Each day, we worked alongside the teachers and local tradespeople from the tiny village. Though I didn’t speak Swahili and they didn’t know much English, we communicated clearly with broad smiles and the universal language of a common goal. We all felt the same sense of pride on the final day when the children filed in to see their brightly painted classrooms and new desks.
At these moments, I realized why this type of trip was so important. Beyond helping this particular school at this particular moment, we were ambassadors, of sorts. We had come from a place so completely foreign to theirs and yet, we shared a human connection that I trust will last beyond the scope of this one project. Through our shared endeavor, our big world became a bit smaller.

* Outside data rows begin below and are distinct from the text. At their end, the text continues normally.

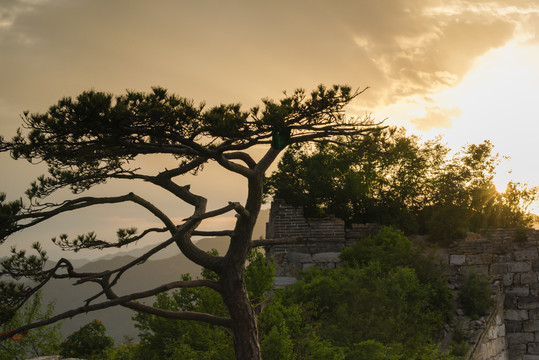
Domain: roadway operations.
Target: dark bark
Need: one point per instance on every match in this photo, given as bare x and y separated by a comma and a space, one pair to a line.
242, 314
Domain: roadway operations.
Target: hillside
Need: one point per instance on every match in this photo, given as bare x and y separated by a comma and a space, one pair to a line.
146, 276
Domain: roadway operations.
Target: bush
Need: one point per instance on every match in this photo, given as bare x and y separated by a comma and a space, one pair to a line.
475, 295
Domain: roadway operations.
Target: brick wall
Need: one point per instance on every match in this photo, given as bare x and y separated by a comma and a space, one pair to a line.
509, 257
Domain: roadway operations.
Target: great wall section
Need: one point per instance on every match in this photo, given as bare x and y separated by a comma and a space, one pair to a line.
510, 258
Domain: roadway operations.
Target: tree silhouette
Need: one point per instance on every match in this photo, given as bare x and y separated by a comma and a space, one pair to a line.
94, 138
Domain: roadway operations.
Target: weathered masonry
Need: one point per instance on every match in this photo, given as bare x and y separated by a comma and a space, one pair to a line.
509, 257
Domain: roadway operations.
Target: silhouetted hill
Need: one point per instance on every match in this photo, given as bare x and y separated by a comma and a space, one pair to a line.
166, 268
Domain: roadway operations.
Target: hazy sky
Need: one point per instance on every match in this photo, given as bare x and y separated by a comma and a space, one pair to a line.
465, 69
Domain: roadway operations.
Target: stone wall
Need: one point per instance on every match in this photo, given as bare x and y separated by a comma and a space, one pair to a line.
509, 257
322, 241
491, 343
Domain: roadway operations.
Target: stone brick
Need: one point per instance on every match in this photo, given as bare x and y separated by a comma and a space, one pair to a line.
479, 259
526, 255
520, 266
518, 290
499, 269
519, 338
533, 314
528, 302
507, 279
326, 257
513, 326
457, 259
528, 278
530, 326
516, 351
516, 315
534, 290
299, 257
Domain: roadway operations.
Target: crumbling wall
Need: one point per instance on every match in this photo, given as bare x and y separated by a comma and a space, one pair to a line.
509, 257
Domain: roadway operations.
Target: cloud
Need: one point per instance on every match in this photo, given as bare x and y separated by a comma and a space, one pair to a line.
424, 47
436, 117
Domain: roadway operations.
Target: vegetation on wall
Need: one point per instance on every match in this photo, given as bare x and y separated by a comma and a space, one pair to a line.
40, 342
391, 178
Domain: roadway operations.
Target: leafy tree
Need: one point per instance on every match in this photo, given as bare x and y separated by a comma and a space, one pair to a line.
163, 338
41, 342
89, 342
387, 298
394, 179
475, 295
95, 137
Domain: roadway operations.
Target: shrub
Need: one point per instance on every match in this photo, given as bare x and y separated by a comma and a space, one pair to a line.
475, 295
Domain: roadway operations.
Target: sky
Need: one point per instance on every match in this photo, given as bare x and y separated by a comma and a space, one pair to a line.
467, 70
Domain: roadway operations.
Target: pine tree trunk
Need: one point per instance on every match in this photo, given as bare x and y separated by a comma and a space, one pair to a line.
244, 319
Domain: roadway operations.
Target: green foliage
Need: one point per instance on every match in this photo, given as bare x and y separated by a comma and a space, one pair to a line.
37, 342
385, 292
16, 266
393, 179
259, 275
475, 295
163, 338
459, 342
89, 342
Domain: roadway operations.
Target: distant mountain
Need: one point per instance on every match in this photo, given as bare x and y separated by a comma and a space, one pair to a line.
258, 232
152, 273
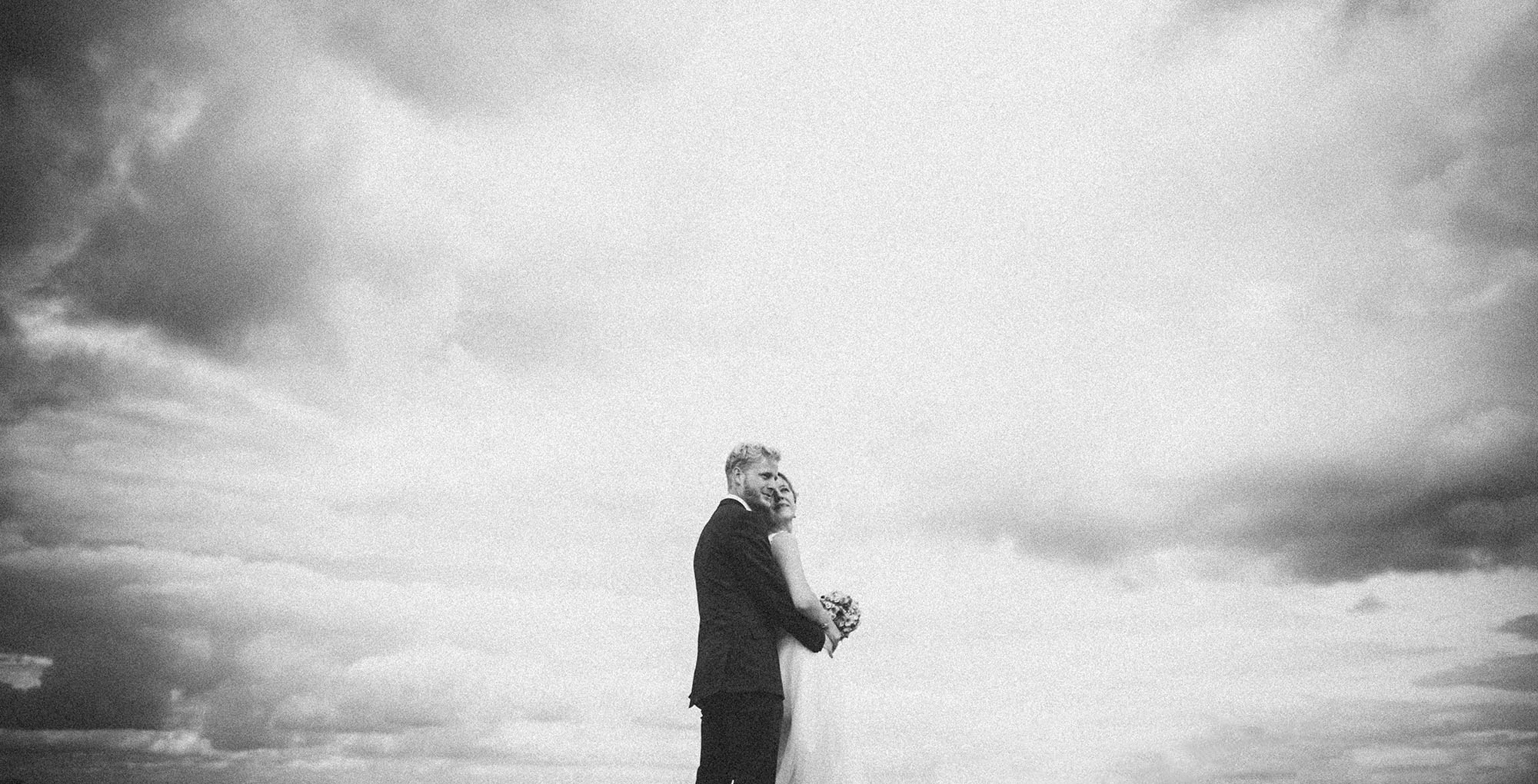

Another irreplaceable dividend of volunteer travel is the bonds that are formed when you travel with a group of like-minded people – people who, like you, have traveled across the world to try to make a difference. Though we are scattered across the US and Canada, I still have ties to the women on that trip. Recently, I met up with some of them in New York. Though it was many years later, it was as if no time had passed. We will always share a common experience that is uniquely ours.
Lastly, there is no substitute for the senses of accomplishment and renewal you feel when you return home with a new perspective and deeper appreciation life’s gifts. This is the gift that returns infinitely more than you gave.
To be sure, there is no replacement for the first hand experience of a volunteer vacation. Our hope is that, in telling the stories, we will intrigue people enough to look further. With Journeys for Good, we are sending out an invitation that we hope at least a lucky few will accept.